一、环境版本
环境 | 版本 |
---|---|
Flink | 1.17.0 |
Kafka | 2.12 |
MySQL | 5.7.33 |
二、MySQL建表脚本
create table user_log
(
id int auto_increment comment '主键'
primary key,
uid int not null comment '用户id',
event int not null comment '用户行为',
logtime bigint null comment '日志时间'
)
comment '用户日志表,作为验证数据源';
三、用户日志类
新建maven项目
用以定义Kafka和MySQL中Schema
/**
* 用户日志类
*/
@Data
public class UserLog {
//用户uid
private int uid;
//用户行为
private int event;
//日志时间
private Date logtime;
//获取日期,用于按日期统计数据
public String getFormatDate() {
return DateUtil.format(logtime, "yyyyMMdd");
}
//获取时间,精确到分钟
public String getFormatTime() {
return DateUtil.format(logtime, "yyyy-MM-dd HH:mm") + ":00";
}
}
}
四、用户数据生成器
/**
* 用户数据生成器
*/
public class UserLogGenerator {
public static void main(String[] args) throws Exception {
// 1.获取执行环境
StreamExecutionEnvironment env =
StreamExecutionEnvironment.getExecutionEnvironment();
env.setParallelism(1);
// 2.自定义数据生成器Source
DataGeneratorSource<UserLog> dataGeneratorSource = new DataGeneratorSource<>(
// 指定GeneratorFunction 实现类
new GeneratorFunction<Long, UserLog>(){
// 定义随机数数据生成器
public RandomDataGenerator generator;
@Override
public void open(SourceReaderContext readerContext) throws Exception {
generator = new RandomDataGenerator();
}
@Override
public UserLog map(Long aLong) throws Exception {
UserLog userLog = new UserLog();
//随机生成用户uid
userLog.setUid(generator.nextInt(1, 50));
//随机生成用户行为
userLog.setEvent(generator.nextInt(1, 2));
//随机生成用户数据时间
userLog.setLogtime(DateUtil.offset(new DateTime(), DateField.MILLISECOND, generator.nextInt(-2000, 2000)));
return userLog;
}
},
// 指定输出数据的总行数
// 60 * 60 * 10,
120,
// 指定每秒发射的记录数
RateLimiterStrategy.perSecond(10),
// 指定返回值类型, 将Java的StockPrice封装成到TypeInformation
TypeInformation.of(UserLog.class)
);
DataStreamSource<UserLog> dataGeneratorSourceStream = env.fromSource(dataGeneratorSource, WatermarkStrategy.noWatermarks(), "dataGeneratorSource");
//输出生成数据
// dataGeneratorSourceStream.print();
//kafka数据写入
KafkaSink<UserLog> kafkaSink = KafkaSink.<UserLog>builder()

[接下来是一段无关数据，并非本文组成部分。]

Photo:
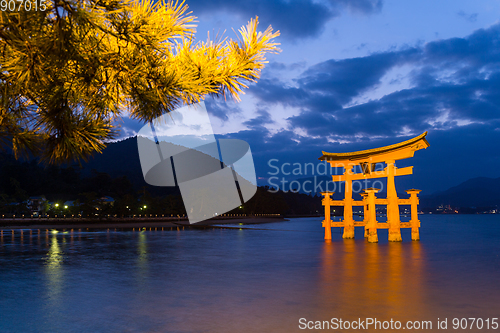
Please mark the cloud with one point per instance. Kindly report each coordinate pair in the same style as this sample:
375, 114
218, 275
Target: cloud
454, 82
468, 17
264, 118
220, 108
295, 19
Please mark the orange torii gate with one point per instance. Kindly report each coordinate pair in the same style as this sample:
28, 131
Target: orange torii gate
367, 159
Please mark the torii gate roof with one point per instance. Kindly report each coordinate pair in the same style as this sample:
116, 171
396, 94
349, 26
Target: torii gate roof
396, 151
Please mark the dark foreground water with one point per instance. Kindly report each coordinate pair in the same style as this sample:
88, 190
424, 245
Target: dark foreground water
249, 280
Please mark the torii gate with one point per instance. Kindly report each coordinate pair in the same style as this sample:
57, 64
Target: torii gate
367, 159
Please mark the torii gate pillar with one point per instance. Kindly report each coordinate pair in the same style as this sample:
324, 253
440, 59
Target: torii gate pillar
392, 205
348, 220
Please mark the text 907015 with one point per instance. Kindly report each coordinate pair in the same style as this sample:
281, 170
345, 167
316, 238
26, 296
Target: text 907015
22, 5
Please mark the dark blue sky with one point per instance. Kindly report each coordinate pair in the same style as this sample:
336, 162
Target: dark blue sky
359, 74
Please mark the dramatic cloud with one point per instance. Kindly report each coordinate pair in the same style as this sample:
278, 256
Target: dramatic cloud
455, 82
295, 19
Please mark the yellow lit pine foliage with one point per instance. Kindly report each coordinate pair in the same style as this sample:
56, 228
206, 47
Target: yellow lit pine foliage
67, 72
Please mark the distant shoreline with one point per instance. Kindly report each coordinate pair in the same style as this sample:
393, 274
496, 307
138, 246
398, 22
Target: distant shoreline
120, 223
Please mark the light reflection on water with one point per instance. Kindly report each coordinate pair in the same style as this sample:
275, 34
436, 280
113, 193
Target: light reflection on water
241, 280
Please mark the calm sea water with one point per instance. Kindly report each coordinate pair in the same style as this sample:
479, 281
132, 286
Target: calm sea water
250, 280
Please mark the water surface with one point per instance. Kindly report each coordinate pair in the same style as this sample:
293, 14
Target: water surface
261, 279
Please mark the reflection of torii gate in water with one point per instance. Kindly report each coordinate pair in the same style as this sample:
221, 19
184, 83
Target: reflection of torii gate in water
367, 159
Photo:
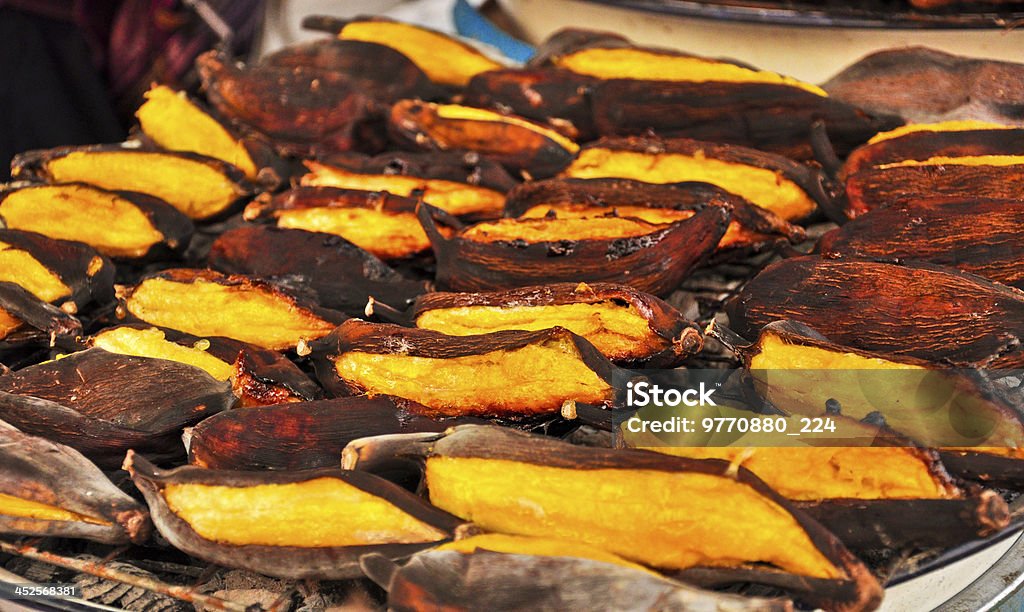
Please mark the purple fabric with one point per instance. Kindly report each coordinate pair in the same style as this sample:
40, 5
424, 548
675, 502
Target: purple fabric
159, 40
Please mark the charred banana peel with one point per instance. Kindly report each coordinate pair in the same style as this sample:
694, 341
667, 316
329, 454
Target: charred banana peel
629, 328
102, 403
493, 580
504, 481
301, 435
259, 377
519, 144
915, 310
752, 227
512, 374
977, 235
340, 274
307, 524
784, 187
50, 489
511, 253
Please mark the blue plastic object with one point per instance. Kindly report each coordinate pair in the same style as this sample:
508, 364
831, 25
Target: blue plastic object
471, 24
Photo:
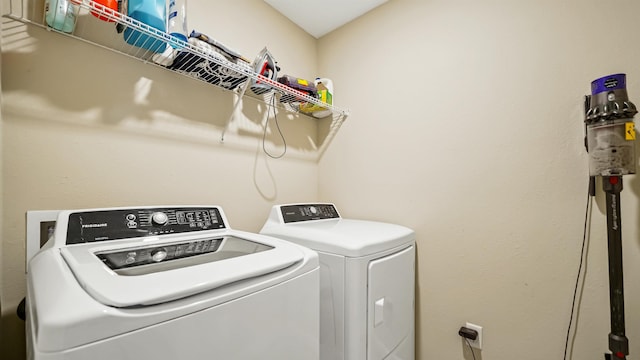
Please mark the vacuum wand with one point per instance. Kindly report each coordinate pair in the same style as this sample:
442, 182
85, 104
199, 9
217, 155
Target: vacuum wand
618, 342
611, 146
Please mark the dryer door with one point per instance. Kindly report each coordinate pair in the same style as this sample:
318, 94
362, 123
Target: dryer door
390, 324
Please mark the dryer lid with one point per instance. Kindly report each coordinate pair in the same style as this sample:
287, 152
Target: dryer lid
104, 274
348, 237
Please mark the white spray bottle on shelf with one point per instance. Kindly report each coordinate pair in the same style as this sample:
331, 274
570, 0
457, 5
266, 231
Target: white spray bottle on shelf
61, 14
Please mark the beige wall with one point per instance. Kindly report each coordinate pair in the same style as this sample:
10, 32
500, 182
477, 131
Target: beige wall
466, 125
84, 127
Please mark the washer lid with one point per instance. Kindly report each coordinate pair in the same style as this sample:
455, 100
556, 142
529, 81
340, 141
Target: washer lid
100, 270
348, 237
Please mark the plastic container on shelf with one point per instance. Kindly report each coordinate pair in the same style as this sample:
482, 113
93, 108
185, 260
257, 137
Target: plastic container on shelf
109, 7
61, 14
177, 26
324, 87
150, 12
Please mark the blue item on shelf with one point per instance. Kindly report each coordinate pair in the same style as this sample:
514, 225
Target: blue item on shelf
152, 13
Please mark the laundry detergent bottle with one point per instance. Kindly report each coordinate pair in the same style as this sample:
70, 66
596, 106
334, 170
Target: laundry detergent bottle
152, 13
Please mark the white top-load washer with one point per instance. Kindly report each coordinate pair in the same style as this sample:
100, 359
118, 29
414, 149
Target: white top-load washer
169, 283
367, 280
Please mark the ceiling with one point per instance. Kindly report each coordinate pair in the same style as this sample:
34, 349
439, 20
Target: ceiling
320, 17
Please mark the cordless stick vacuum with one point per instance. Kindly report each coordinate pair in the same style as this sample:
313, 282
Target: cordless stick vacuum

.setBootstrapServers("hadoop01:9092")
.setRecordSerializer(
KafkaRecordSerializationSchema.<UserLog>builder()
.setTopic("userLog")
.setValueSerializationSchema((SerializationSchema<UserLog>) userLog -> JSONUtil.toJsonStr(userLog).getBytes())
.build()
).build();
dataGeneratorSourceStream.sinkTo(kafkaSink);
//MySQL数据写入,用以数据验证
SinkFunction<UserLog> jdbcSink = JdbcSink.sink(
"insert into user_log (uid, event, logtime) values (?, ?, ?)",
new JdbcStatementBuilder<UserLog>() {
@Override
public void accept(PreparedStatement preparedStatement, UserLog userLog) throws SQLException {
preparedStatement.setInt(1, userLog.getUid());
preparedStatement.setInt(2, userLog.getEvent());
preparedStatement.setLong(3, userLog.getLogtime().getTime());
}
}
,
JdbcExecutionOptions.builder()
.withBatchSize(1000)
.withBatchIntervalMs(200)
.withMaxRetries(5)
.build(),
new JdbcConnectionOptions.JdbcConnectionOptionsBuilder()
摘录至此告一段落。